Parte de la ironía aquí es que el defensor de la justicia social se considera alguien de mente abierta, y aquellos considerados “más piadosos que socialmente progresistas” son considerados críticos. Pero la realidad puede ser exactamente la contraria (lo ha sido para mí), especialmente cuando la piedad nos hace profundamente conscientes de la misericordia de Dios. El defensor de la justicia social puede molestar a otros, alienarlos y perder aliados potenciales para la causa. No hace falta mucha conversación con alguien así para darte cuenta de que has sido juzgado y llamado a hacer cambios radicales. ¿Alguna vez has emprendido una aventura misionera y has vuelto insoportable? Tengo.
Es débil buscar la estima de los demás a expensas de proclamar el mensaje profético de Cristo. Pero la evangelización la hace mejor el cristiano dedicado a la misericordia de Dios. Una persona así puede ver y proclamar que toda la humanidad participa en las estructuras del pecado, pero luego concluye que esto es motivo de compasión, no de condenación. Cristo comenzó su ministerio llamando a la gente al arrepentimiento, pero lo terminó tomando nuestros pecados sobre sí mismo en la cruz. Ésta, entonces, debe ser la herramienta del apologista: el amor que es la misericordia de Cristo.
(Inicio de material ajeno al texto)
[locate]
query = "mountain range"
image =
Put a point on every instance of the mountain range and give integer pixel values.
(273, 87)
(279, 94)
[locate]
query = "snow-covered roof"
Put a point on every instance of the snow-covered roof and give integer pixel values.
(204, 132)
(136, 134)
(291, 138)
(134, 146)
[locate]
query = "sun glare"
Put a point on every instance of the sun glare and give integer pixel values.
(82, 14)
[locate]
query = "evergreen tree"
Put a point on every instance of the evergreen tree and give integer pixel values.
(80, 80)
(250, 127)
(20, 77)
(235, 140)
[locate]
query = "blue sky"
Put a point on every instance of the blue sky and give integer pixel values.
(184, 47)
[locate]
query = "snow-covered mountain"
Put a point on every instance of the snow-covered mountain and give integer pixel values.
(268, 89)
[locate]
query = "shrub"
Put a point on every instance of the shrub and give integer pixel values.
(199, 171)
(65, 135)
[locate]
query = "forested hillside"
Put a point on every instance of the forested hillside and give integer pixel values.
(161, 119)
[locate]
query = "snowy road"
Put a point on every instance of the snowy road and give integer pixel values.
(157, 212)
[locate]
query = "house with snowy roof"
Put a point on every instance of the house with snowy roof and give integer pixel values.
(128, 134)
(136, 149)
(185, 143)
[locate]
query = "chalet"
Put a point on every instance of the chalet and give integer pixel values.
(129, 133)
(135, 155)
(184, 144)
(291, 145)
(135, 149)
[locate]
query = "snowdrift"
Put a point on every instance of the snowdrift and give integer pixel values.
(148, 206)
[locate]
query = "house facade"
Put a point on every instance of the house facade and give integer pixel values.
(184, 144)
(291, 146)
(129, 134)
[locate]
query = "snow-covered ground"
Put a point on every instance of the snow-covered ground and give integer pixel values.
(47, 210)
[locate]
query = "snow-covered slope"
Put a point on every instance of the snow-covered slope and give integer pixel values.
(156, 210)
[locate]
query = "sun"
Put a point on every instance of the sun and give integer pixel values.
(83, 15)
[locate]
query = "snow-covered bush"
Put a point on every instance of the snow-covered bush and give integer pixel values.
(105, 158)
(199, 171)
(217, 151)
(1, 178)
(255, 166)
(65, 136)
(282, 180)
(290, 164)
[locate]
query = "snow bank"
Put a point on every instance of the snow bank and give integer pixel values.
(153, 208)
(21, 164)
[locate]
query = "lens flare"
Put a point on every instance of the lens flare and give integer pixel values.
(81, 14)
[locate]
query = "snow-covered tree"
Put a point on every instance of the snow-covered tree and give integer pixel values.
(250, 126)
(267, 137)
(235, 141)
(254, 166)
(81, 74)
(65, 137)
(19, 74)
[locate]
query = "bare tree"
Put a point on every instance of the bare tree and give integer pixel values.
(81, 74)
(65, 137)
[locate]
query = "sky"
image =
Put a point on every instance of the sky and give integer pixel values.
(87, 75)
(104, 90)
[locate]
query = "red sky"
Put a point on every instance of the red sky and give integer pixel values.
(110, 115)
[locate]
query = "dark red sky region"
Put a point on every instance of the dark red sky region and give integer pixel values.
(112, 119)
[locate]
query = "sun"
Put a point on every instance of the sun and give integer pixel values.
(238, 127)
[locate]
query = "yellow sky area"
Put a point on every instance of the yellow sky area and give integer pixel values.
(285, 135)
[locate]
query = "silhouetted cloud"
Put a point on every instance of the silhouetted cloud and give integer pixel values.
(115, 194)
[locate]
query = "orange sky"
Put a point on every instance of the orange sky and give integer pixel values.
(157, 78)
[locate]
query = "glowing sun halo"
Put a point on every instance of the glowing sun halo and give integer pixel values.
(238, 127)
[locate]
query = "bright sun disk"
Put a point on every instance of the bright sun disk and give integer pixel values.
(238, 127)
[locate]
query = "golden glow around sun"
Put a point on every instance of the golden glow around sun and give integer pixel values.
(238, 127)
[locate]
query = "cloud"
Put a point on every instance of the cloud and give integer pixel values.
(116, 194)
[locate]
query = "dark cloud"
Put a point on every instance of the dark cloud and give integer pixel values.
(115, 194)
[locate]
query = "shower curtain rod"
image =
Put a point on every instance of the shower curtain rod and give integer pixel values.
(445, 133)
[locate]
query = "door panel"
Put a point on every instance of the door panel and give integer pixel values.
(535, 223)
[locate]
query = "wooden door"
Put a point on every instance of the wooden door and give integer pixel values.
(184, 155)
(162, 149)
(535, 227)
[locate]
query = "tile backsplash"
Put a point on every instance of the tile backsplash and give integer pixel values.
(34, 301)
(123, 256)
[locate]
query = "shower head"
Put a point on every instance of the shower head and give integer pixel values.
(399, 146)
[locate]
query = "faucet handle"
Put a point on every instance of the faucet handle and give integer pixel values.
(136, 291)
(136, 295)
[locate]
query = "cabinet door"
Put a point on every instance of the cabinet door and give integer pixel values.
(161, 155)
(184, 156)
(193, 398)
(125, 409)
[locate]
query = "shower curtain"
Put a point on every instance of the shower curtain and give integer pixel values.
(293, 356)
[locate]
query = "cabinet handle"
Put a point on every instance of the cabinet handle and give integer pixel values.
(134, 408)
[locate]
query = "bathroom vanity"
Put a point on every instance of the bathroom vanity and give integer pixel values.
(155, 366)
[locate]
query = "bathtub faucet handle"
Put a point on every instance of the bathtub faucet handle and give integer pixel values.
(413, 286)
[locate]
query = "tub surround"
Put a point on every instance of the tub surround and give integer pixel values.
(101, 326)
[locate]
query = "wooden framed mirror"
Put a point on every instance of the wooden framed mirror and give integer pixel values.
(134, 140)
Quizás la noción de misericordia esté asociada con prácticas piadosas ahora incluso más que en el pasado debido al aumento de la devoción a la Divina Misericordia. Santa Faustina Kowalska, apóstol de la Divina Misericordia, escribió frecuentemente en su diario sobre sumergirse en “el abismo de la misericordia de Cristo”. Ella informó visiones de Cristo explicando que, incluso para el pecador más empedernido, un llamamiento final a su misericordia puede ser salvador. El defensor de la justicia social podría ver en ello un escape piadoso del arduo trabajo de amar al prójimo como a uno mismo. Pero no olvidemos que el Primer Mandamiento es amar Dios. Sí, ese amor exige un servicio activo. Pero primero implica estar presente ante el Amado; en resumen, oración.
La necesidad humana de misericordia frente a la justicia no es una noción exclusiva del cristianismo. Consideremos la mitología griega dramatizada por Esquilo en el Eumenides, en el que la espiral de violencia de familias que buscan venganza tras venganza requiere una intervención divina para transformar las Furias en Misericordias. Incluso antes de Cristo, la humanidad entendió que la misericordia es la clave para una sociedad justa y que la búsqueda incesante de la justicia nos condena a todos a la violencia y el conflicto.
Ningún personaje de la literatura personifica mejor la injusticia de la justicia a cualquier precio que Javert, el intrépido perseguidor de Jean Valjean en la obra maestra de Victor Hugo, Los Miserables. Javert insiste en exigir justicia según la letra de la ley, a pesar de la abrumadora evidencia de que Valjean es un hombre justo e incluso santo. Valjean, que cumplió diecinueve años de trabajos forzados en un campo de prisioneros por robar una barra de pan, se convirtió porque un santo obispo le mostró una misericordia extravagante después de ser liberado de prisión y robó los cubiertos del obispo. Cuando al final Valjean muestra misericordia hacia Javert, hace estallar el ideal legalista de justicia que ha regido la vida de Javert, sumiéndolo en la desesperación. Incapaz de afrontar un mundo donde la misericordia triunfa sobre la justicia, se suicida.
Lo cual puede ser muy parecido a un sacerdote que abandona su vocación de cuatro décadas en una Iglesia donde la misericordia divina debe moderar la justicia social.